Não tem como enfrentar a gravidez na adolescência no Brasil se a gente não conseguir entrar nas igrejas que estão nos nossos territórios, sobretudo aquelas que tentam esconder o protagonismo, o papel e a importância das mulheres”, disse Padilha.
De acordo com ele, o Ministério da Saúde está trabalhando na reorganização da atenção primária, para que os profissionais saiam da estrutura da Unidade Básica de Saúde (UBS) para conhecer os territórios onde atuam. Segundo o ministro, essa organização ficou prejudicada após a pandemia de covid-19.
Os principais espaços de convivência e, talvez, de acolhimento das comunidades onde estão as populações mais vulneráveis são os espaços das igrejas, nas mais variadas denominações e matrizes religiosas”, afirmou.

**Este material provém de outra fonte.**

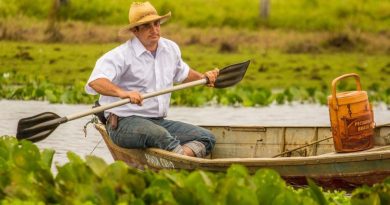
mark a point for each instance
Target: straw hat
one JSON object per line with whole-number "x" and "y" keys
{"x": 142, "y": 13}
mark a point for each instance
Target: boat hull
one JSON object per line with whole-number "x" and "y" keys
{"x": 331, "y": 170}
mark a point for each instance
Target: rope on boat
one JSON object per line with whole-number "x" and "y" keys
{"x": 315, "y": 142}
{"x": 94, "y": 120}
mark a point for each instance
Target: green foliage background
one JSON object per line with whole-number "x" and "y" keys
{"x": 368, "y": 15}
{"x": 26, "y": 178}
{"x": 295, "y": 53}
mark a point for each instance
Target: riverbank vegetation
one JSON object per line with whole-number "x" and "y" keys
{"x": 295, "y": 52}
{"x": 27, "y": 179}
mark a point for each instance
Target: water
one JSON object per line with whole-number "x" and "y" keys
{"x": 70, "y": 136}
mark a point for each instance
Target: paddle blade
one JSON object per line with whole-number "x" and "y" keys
{"x": 38, "y": 127}
{"x": 231, "y": 75}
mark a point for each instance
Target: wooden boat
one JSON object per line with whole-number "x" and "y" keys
{"x": 255, "y": 146}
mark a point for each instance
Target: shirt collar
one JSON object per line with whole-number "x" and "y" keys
{"x": 140, "y": 49}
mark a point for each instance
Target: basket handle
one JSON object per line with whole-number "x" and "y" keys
{"x": 334, "y": 86}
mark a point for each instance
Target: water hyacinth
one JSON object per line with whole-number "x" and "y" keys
{"x": 27, "y": 177}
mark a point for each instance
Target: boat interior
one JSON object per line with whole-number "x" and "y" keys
{"x": 293, "y": 141}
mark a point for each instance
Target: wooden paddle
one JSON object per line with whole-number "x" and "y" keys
{"x": 40, "y": 126}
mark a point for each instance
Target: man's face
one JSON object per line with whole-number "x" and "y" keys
{"x": 149, "y": 33}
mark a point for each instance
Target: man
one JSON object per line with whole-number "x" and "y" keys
{"x": 147, "y": 63}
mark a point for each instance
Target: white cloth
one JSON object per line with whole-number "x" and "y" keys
{"x": 131, "y": 67}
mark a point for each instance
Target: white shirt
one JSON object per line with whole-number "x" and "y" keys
{"x": 131, "y": 67}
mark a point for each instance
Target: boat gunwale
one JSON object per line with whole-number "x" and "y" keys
{"x": 327, "y": 158}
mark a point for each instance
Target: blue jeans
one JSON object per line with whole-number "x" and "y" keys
{"x": 142, "y": 132}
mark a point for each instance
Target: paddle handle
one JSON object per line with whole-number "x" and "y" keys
{"x": 127, "y": 100}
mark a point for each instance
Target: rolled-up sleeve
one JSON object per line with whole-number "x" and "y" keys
{"x": 108, "y": 66}
{"x": 182, "y": 69}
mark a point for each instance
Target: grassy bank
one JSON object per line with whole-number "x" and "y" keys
{"x": 304, "y": 15}
{"x": 295, "y": 53}
{"x": 60, "y": 71}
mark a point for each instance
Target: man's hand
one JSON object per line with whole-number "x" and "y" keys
{"x": 134, "y": 96}
{"x": 212, "y": 76}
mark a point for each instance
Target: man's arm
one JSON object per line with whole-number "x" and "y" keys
{"x": 195, "y": 75}
{"x": 105, "y": 87}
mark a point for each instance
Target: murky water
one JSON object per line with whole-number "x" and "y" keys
{"x": 70, "y": 136}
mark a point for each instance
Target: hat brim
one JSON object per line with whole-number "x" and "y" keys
{"x": 147, "y": 19}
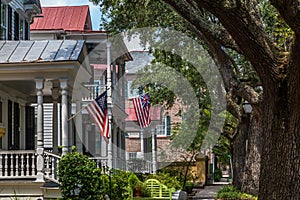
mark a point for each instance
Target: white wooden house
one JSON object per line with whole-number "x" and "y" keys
{"x": 48, "y": 76}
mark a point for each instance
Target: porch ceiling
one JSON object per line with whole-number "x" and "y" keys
{"x": 21, "y": 62}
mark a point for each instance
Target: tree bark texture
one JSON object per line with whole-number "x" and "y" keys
{"x": 239, "y": 154}
{"x": 279, "y": 73}
{"x": 250, "y": 180}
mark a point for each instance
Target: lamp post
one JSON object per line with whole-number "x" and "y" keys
{"x": 247, "y": 109}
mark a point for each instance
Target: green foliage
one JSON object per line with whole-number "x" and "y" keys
{"x": 120, "y": 186}
{"x": 231, "y": 193}
{"x": 167, "y": 179}
{"x": 79, "y": 177}
{"x": 217, "y": 174}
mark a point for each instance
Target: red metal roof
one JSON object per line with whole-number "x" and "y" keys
{"x": 68, "y": 18}
{"x": 155, "y": 114}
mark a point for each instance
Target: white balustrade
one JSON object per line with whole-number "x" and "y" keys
{"x": 13, "y": 165}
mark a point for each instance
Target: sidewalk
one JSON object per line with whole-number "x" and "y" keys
{"x": 208, "y": 192}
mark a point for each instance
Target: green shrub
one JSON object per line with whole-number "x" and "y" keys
{"x": 231, "y": 193}
{"x": 217, "y": 174}
{"x": 79, "y": 177}
{"x": 120, "y": 187}
{"x": 167, "y": 179}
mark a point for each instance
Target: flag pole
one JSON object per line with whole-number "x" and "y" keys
{"x": 109, "y": 105}
{"x": 79, "y": 111}
{"x": 142, "y": 144}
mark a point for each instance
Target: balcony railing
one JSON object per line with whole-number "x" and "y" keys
{"x": 139, "y": 166}
{"x": 95, "y": 90}
{"x": 17, "y": 164}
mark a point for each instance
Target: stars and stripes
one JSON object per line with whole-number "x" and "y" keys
{"x": 142, "y": 109}
{"x": 97, "y": 109}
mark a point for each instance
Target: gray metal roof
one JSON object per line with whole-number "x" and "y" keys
{"x": 40, "y": 51}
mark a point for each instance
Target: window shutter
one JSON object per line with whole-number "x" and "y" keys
{"x": 16, "y": 26}
{"x": 26, "y": 30}
{"x": 29, "y": 128}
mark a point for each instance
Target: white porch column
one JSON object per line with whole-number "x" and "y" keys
{"x": 79, "y": 135}
{"x": 40, "y": 135}
{"x": 109, "y": 106}
{"x": 154, "y": 160}
{"x": 64, "y": 116}
{"x": 142, "y": 143}
{"x": 115, "y": 146}
{"x": 55, "y": 94}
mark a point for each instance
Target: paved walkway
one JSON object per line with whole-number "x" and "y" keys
{"x": 208, "y": 192}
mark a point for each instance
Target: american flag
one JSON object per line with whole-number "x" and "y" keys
{"x": 97, "y": 110}
{"x": 142, "y": 109}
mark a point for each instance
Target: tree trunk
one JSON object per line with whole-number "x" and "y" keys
{"x": 246, "y": 155}
{"x": 239, "y": 154}
{"x": 280, "y": 161}
{"x": 250, "y": 180}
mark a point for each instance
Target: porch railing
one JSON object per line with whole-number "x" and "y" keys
{"x": 95, "y": 90}
{"x": 101, "y": 162}
{"x": 17, "y": 164}
{"x": 139, "y": 166}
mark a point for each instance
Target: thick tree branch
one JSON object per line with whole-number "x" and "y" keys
{"x": 194, "y": 16}
{"x": 290, "y": 12}
{"x": 245, "y": 26}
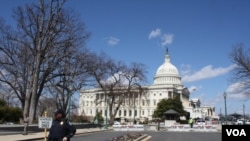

Implanon pelo SUS pode reduzir gravidez na adolescência
O ministro também falou sobre a incorporação do implante contraceptivo popularmente conhecido como Implanon pelo Sistema Único de Saúde (SUS). Segundo ele, em projeto piloto, foi identificado que o Implanon é a melhor tecnologia para a população adolescente. Para isso, o ministério está trabalhando para garantir o acesso mais amplo possível, inclusive para que enfermeiros possam fazer o procedimento na atenção primária.
Não se pode falar em gravidez desejada ou planejada na adolescência. É, no limite, algo que aconteceu por não ter tido acesso às tecnologias, à informação e, muitas vezes, não ter tido acesso a direitos básicos, que é o da proteção do próprio corpo, da proteção contra a violência, que é, muitas vezes, o principal motivo dessa gravidez na adolescência”, reforçou.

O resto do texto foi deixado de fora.